By using TFRecords, it is possible to store sequence data. For e.g, a series of data. Besides, it easy to combine multiple datasets and integrates seamlessly with the data import and preprocessing functionality provided by the library.
For more information about TFrecords, please refer this link.
I am reading this performance guide on the best practices for optimizing TensorFlow code for GPU. One suggestion they have is to place the preprocessing operations on the CPU so that the GPU is dedicated for training. To try to understand how one would actually implement this within an experiment (ie. learn_runner.run()). To further the discussion, I'd like to consider the best way to apply this strategy to the Custom Estimator Census Sample provided here.
The article suggests placing with tf.device('/cpu:0') around the preprocessing operations. However, when I look at the custom estimator the 'preprocessing' appears to be done in multiple steps:
Line 152/153 inputs = tf.feature_column.input_layer(features, transformed_columns) & label_values = tf.constant(LABELS) -- if I wrapped with tf.device('/cpu:0') around these two lines would that be sufficient to cover the 'preprocessing' in this example?
Line 282/294 - There is also a generate_input_fn and parse_csv function that are used to set up input data queues. Would it be necessary to place with tf.device('/cpu:0') within these functions as well or would that basically be forced by having the inputs & label_values already wrapped?
Main Question: Which of the above implementation suggestions is sufficient to properly place all preprocessing on the CPU?
Some additional questions that aren't addressed in the post:
What if the machine has multiple cores? Would 'cpu:0' be limiting?
The post implies to me that by wrapping the preprocessing on the cpu, the GPU would be automatically used for the rest. Is that actually the case?
Distributed ML Engine Experiment
As a follow up, I would like to understand how this can be further adapted in a distributed ML engine experiment - would any of the recommendations above need to change if there were say 2 worker GPUs, 1 master CPU and a parameter server? My understanding is that the distributed training would be data-parallel asynchronous training so that each worker will be independently iterating through the data (and passing gradients asynchronously back to the PS) which suggests to me that no further modifications from the single GPU above would be needed if you train in this way. However, this seems a bit to easy to be true.
MAIN QUESTION:
The 2 codes your placed actually are 2 different parts of the training, Line 282/294 in my options is so called "pre-processing" part, for it's parse raw input data into Tensors, this operations not suitable for GPU accelerating, so it will be sufficient if allocated on CPU.
Line 152/152 is part of the training model for it's processing the raw feature into different type of features.
'cpu:0' means the operations of this section will be allocated on CPU, but not bind to specified core. The operations allocated on CPU will run in multi-threads and use multi-cores.

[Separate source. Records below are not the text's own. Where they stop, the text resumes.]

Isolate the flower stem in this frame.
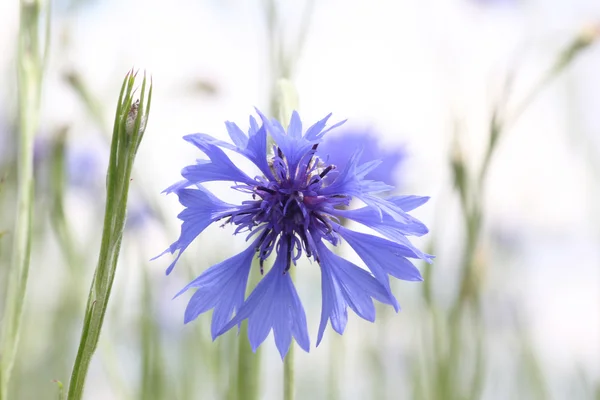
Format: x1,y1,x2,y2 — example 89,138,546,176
67,71,152,400
0,0,47,400
283,342,296,400
236,260,261,400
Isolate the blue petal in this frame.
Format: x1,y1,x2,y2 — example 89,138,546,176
153,187,239,275
177,245,256,340
387,196,429,212
256,109,343,176
187,124,274,179
218,239,310,359
225,121,248,149
181,134,255,185
317,241,397,346
336,225,423,292
331,201,429,241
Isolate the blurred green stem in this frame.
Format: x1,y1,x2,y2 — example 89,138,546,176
236,260,261,400
283,314,296,400
0,0,49,400
68,71,152,400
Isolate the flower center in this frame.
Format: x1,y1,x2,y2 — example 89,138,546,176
234,145,347,273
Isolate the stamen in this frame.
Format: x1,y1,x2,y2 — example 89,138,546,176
319,165,335,178
283,235,292,274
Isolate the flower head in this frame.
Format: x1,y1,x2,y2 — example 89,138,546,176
161,108,431,358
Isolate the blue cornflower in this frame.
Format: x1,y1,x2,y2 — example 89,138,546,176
161,112,432,358
317,127,406,184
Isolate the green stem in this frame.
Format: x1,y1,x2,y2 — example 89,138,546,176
0,1,43,400
68,72,152,400
235,260,261,400
283,342,296,400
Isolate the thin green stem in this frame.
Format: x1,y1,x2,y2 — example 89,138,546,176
0,1,43,400
236,260,261,400
68,72,152,400
283,338,296,400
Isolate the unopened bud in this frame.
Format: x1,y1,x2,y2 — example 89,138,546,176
125,100,146,135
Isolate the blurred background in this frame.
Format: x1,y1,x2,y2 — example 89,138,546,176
0,0,600,399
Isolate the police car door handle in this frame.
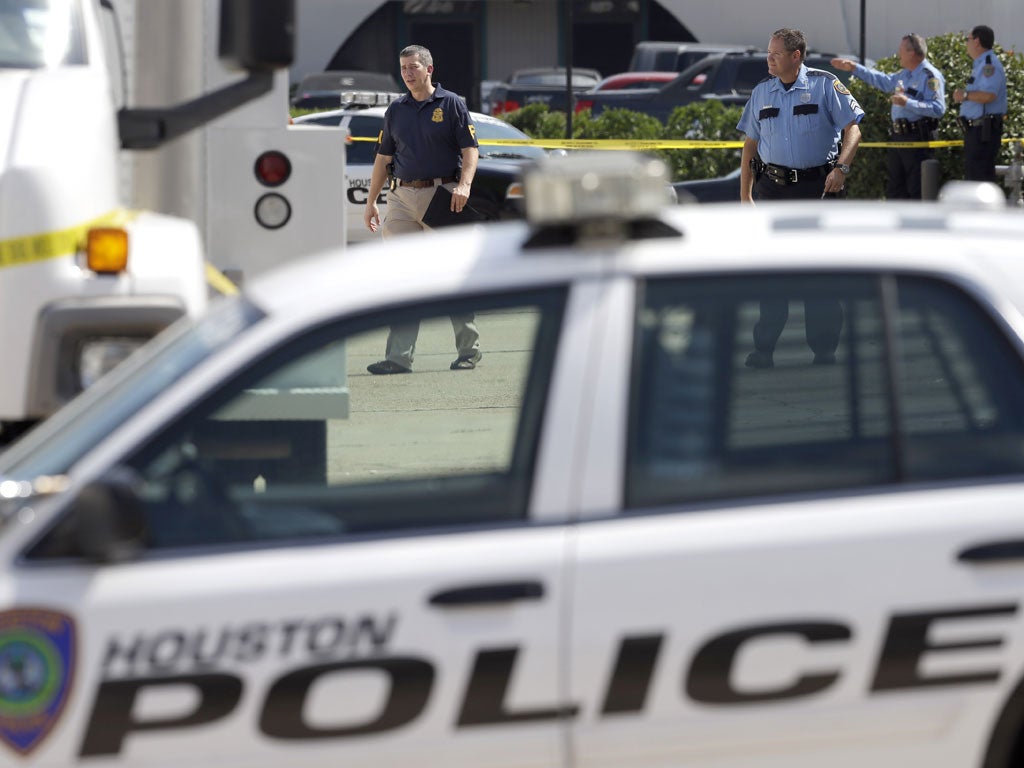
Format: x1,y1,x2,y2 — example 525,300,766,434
430,582,544,606
956,539,1024,562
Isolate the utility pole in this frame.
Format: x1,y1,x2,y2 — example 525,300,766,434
860,0,867,67
562,0,575,139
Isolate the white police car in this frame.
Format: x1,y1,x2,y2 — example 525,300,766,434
293,91,547,243
0,153,1024,768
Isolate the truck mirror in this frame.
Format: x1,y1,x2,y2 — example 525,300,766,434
218,0,295,71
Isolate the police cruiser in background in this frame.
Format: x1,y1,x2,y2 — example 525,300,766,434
0,153,1024,768
293,91,547,243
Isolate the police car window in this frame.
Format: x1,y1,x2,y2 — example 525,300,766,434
84,291,563,549
345,115,384,165
627,275,1024,508
897,280,1024,479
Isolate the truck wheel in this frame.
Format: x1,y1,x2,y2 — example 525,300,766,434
0,419,39,445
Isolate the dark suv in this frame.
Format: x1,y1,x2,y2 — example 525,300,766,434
577,49,864,123
578,51,768,123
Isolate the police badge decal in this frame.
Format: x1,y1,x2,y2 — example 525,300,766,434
0,608,75,755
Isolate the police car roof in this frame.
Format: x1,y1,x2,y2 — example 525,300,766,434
246,201,1024,339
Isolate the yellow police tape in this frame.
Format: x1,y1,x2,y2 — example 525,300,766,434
351,136,1021,150
206,261,239,296
0,208,137,268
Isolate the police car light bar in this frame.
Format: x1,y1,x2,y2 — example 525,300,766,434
341,91,401,106
523,152,669,225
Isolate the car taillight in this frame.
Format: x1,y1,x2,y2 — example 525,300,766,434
490,99,519,115
254,150,292,186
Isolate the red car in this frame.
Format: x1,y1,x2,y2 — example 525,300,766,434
575,72,679,112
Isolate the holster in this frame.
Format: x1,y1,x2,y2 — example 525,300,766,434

If your running machine has GPUs, the TensorFlow will prefer allocating the operations on GPUs if the device is not specified.
The previous answer accurately describes device placement. Allow me to provide an answer to the questions about distributed TF.
The first thing to note is that, whenever possible, prefer a single machine with lots of GPUs to multiple machines with single GPUs. The bandwidth to parameters in RAM on the same machine (or even better, on the GPUs themselves) is orders of magnitude faster than going over the network.
That said, there are times where you'll want distributed training, including remote parameter servers. In that case, you would not necessarily need to change anything in your code from the single machine setup.